El Perú al ser un país netamente exportador de materia prima, esencialmente minero, la variabilidad de su tipo cambiario también depende del precio de los productos que forman parte de su canasta de exportación. Tal es el caso del cobre, commodity cuya cotización ha venido decayendo desde inicio de mes (el viernes 01/07 el precio de la tonelada se cotizó en menos de $8,000, valor no observado desde principios de 2021). Es importante aclarar que la cotización de los commodities es barómetro de la economía mundial.
Las expectativas que se tienen sobre el tipo de cambio indican que éste se deprecie. Según el área de Estudios Económicos de Scotiabank se estima que el tipo de cambio se encuentre en un rango de 3.75 – 3.85 soles por cada dólar (venta). JP Morgan Chase por su lado, estima que a finales del tercer trimestre el dólar se cotice en 3.8 soles, y a final del cuarto trimestre en 3.85 soles (ambos venta).
Con el riesgo de una recesión de escala global, el dólar, un activo altamente preferido como refugio en épocas de crisis, se fortalece en el mercado cambiario. Además, incluyendo a esto, las medidas de la FED de aumentar la tasa de interés para disminuir la inflación de USA, atrae inversiones por el aumento del rendimiento del activo risk-free (pero se debe recordar que no toda abundancia es positiva), y la tendencia en el mercado de divisas de que el euro alcance la paridad con el dólar, producto de la cercanía de los países europeos a la guerra Rusia-Ucrania, lo que aumenta los costos de Europa y fortalece el riesgo de recesión. Para nuestro país, esto puede significar que el tipo de cambio se deprecie (más soles por un dólar).

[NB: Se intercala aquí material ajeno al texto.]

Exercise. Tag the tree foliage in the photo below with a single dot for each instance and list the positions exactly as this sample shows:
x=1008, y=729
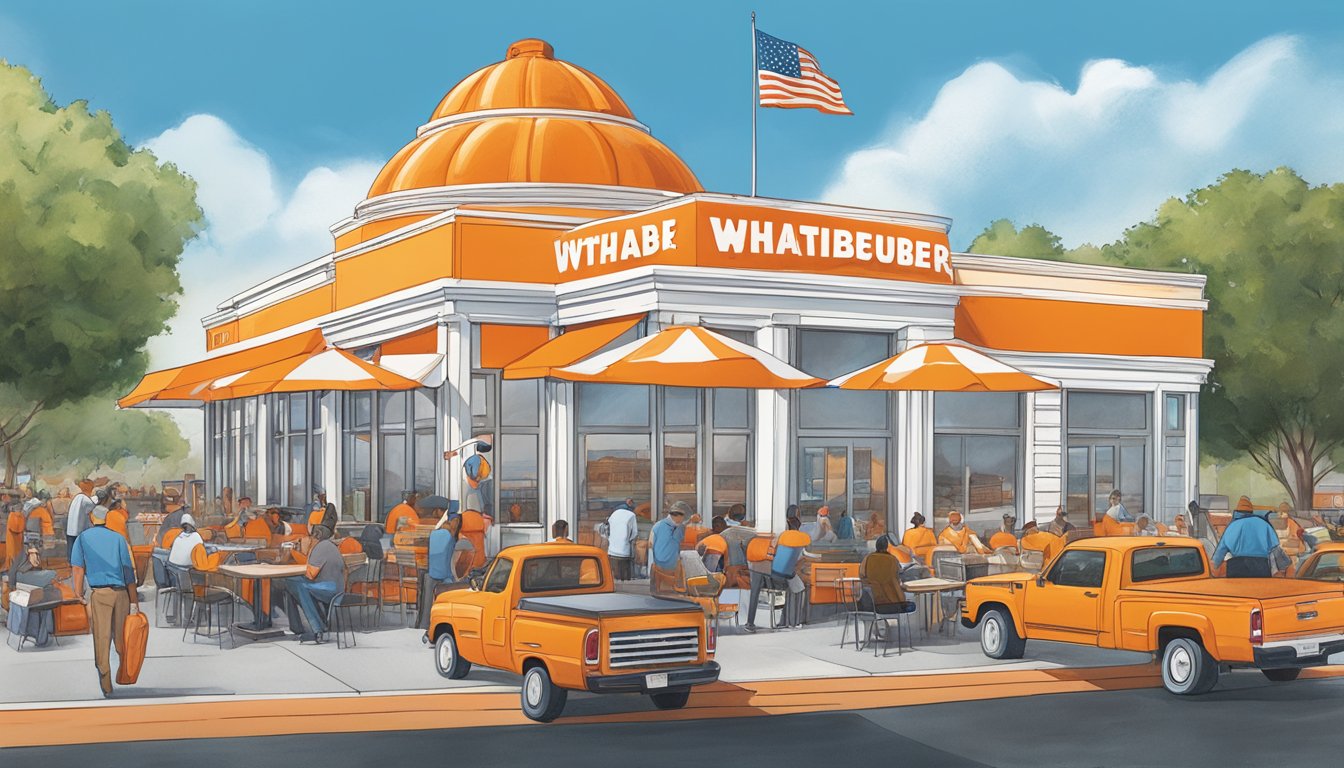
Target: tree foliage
x=90, y=234
x=1273, y=250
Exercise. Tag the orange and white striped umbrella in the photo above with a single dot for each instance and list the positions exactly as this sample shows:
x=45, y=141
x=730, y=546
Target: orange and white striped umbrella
x=688, y=355
x=942, y=367
x=324, y=370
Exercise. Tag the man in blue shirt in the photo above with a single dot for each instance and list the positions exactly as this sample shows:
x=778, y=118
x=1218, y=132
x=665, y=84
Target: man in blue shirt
x=1249, y=540
x=101, y=556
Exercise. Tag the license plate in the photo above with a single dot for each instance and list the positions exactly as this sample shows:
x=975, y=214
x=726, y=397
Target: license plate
x=1308, y=647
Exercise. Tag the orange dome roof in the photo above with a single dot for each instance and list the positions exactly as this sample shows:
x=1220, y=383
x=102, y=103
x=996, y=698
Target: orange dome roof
x=531, y=77
x=562, y=125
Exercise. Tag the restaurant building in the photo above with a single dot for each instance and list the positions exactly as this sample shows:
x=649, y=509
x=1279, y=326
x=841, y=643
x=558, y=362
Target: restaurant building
x=534, y=221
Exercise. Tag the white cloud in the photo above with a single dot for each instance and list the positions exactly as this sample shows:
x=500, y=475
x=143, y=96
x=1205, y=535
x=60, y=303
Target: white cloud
x=1090, y=162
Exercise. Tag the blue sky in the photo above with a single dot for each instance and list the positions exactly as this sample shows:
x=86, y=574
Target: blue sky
x=1081, y=116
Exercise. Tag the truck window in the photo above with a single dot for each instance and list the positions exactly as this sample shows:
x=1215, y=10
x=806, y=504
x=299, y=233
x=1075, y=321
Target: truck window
x=1079, y=568
x=499, y=574
x=551, y=573
x=1165, y=562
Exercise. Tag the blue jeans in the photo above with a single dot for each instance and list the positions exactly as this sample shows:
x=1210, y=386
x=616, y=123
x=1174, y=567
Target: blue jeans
x=307, y=593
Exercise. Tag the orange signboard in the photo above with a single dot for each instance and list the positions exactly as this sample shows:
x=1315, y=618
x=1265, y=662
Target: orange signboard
x=742, y=236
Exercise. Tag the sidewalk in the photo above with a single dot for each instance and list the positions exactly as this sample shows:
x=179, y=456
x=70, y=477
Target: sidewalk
x=394, y=661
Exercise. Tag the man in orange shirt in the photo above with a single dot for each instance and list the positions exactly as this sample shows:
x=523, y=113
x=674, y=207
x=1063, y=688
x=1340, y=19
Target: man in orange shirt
x=961, y=537
x=403, y=514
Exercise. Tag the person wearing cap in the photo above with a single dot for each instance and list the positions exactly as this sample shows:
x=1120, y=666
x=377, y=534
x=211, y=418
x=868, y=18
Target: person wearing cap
x=665, y=549
x=77, y=519
x=403, y=514
x=919, y=540
x=442, y=544
x=1005, y=535
x=102, y=557
x=961, y=537
x=323, y=511
x=320, y=583
x=1247, y=544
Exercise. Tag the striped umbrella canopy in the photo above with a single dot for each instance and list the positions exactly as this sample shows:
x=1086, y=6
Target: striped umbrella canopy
x=688, y=355
x=324, y=370
x=942, y=367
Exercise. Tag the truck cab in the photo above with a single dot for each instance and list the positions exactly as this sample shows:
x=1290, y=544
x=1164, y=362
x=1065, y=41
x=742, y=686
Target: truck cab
x=550, y=613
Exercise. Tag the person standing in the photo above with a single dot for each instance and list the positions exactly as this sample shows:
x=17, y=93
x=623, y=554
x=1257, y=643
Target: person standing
x=622, y=529
x=77, y=519
x=102, y=557
x=1247, y=544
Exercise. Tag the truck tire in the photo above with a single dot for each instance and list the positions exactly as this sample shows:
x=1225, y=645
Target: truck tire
x=999, y=639
x=448, y=661
x=542, y=700
x=1282, y=675
x=671, y=700
x=1187, y=667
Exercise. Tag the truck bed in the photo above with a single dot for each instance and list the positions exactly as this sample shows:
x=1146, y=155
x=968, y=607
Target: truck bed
x=612, y=604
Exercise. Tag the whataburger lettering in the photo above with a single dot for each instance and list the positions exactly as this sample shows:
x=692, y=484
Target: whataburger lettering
x=753, y=237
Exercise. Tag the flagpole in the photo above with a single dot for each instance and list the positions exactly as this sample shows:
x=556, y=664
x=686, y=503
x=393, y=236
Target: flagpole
x=754, y=101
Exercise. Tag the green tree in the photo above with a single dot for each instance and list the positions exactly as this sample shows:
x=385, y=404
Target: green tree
x=1273, y=249
x=90, y=234
x=81, y=436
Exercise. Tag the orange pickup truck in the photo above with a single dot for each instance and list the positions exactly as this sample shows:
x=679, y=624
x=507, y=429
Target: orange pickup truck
x=550, y=613
x=1155, y=595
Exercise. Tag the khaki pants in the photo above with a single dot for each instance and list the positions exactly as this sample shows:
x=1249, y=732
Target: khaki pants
x=108, y=611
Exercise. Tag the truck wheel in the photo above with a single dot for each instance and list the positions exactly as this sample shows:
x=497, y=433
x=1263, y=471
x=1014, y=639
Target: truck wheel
x=1281, y=675
x=999, y=638
x=671, y=700
x=542, y=700
x=1187, y=667
x=448, y=661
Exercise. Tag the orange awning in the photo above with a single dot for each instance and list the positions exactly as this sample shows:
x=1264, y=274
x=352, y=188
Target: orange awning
x=569, y=347
x=190, y=385
x=687, y=355
x=941, y=367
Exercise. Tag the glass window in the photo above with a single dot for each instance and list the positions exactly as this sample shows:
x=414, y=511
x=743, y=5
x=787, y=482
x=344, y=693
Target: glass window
x=391, y=409
x=731, y=408
x=977, y=476
x=1175, y=413
x=613, y=405
x=976, y=410
x=500, y=572
x=551, y=573
x=680, y=470
x=1165, y=562
x=616, y=467
x=1108, y=410
x=1079, y=568
x=520, y=402
x=391, y=463
x=730, y=472
x=680, y=406
x=519, y=478
x=828, y=354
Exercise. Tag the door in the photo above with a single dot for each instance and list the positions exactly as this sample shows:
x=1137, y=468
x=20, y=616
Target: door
x=1097, y=466
x=495, y=613
x=1067, y=605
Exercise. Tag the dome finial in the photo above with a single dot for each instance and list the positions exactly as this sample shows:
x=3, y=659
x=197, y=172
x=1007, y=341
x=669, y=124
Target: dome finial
x=535, y=47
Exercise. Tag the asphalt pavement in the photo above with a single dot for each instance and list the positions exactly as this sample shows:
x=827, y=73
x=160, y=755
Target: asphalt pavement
x=1245, y=721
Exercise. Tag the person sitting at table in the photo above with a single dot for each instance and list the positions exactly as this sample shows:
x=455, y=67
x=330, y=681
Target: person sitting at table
x=442, y=542
x=880, y=573
x=918, y=538
x=321, y=581
x=561, y=533
x=403, y=515
x=961, y=537
x=1005, y=535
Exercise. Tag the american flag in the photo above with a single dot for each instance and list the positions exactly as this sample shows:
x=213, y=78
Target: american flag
x=789, y=77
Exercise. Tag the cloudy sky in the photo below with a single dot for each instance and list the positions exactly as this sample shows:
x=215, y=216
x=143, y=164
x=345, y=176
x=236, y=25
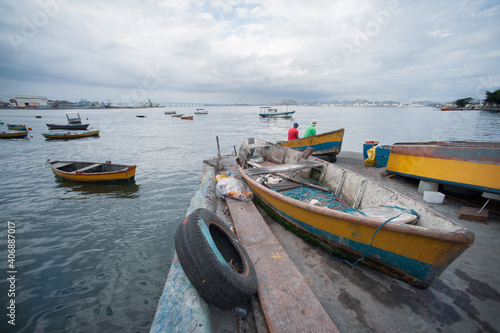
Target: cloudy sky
x=249, y=51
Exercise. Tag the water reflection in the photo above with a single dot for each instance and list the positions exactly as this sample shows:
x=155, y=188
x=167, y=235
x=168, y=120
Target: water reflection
x=128, y=190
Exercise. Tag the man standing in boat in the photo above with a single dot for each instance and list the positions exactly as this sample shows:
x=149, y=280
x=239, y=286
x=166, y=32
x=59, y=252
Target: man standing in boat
x=293, y=133
x=311, y=129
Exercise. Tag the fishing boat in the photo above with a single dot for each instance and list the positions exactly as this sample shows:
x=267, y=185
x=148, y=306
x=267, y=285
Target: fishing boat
x=70, y=134
x=471, y=165
x=74, y=123
x=327, y=144
x=269, y=112
x=92, y=172
x=365, y=221
x=13, y=134
x=16, y=127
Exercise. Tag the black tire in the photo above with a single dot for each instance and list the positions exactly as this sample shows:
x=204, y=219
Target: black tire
x=205, y=246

En conclusión, se debe tener cuidado al intentar especular con el mercado cambiario. Si bien la situación política (no monetaria) interna del país no propicia el ambiente óptimo con políticas económicas adecuadas, la situación a nivel global no es la más estable. El dólar se sigue manteniendo como un activo de refugio altamente preferido, pero nada nos asegura que la crisis no golpee también a este país, y sucumba la estructura financiera que posee.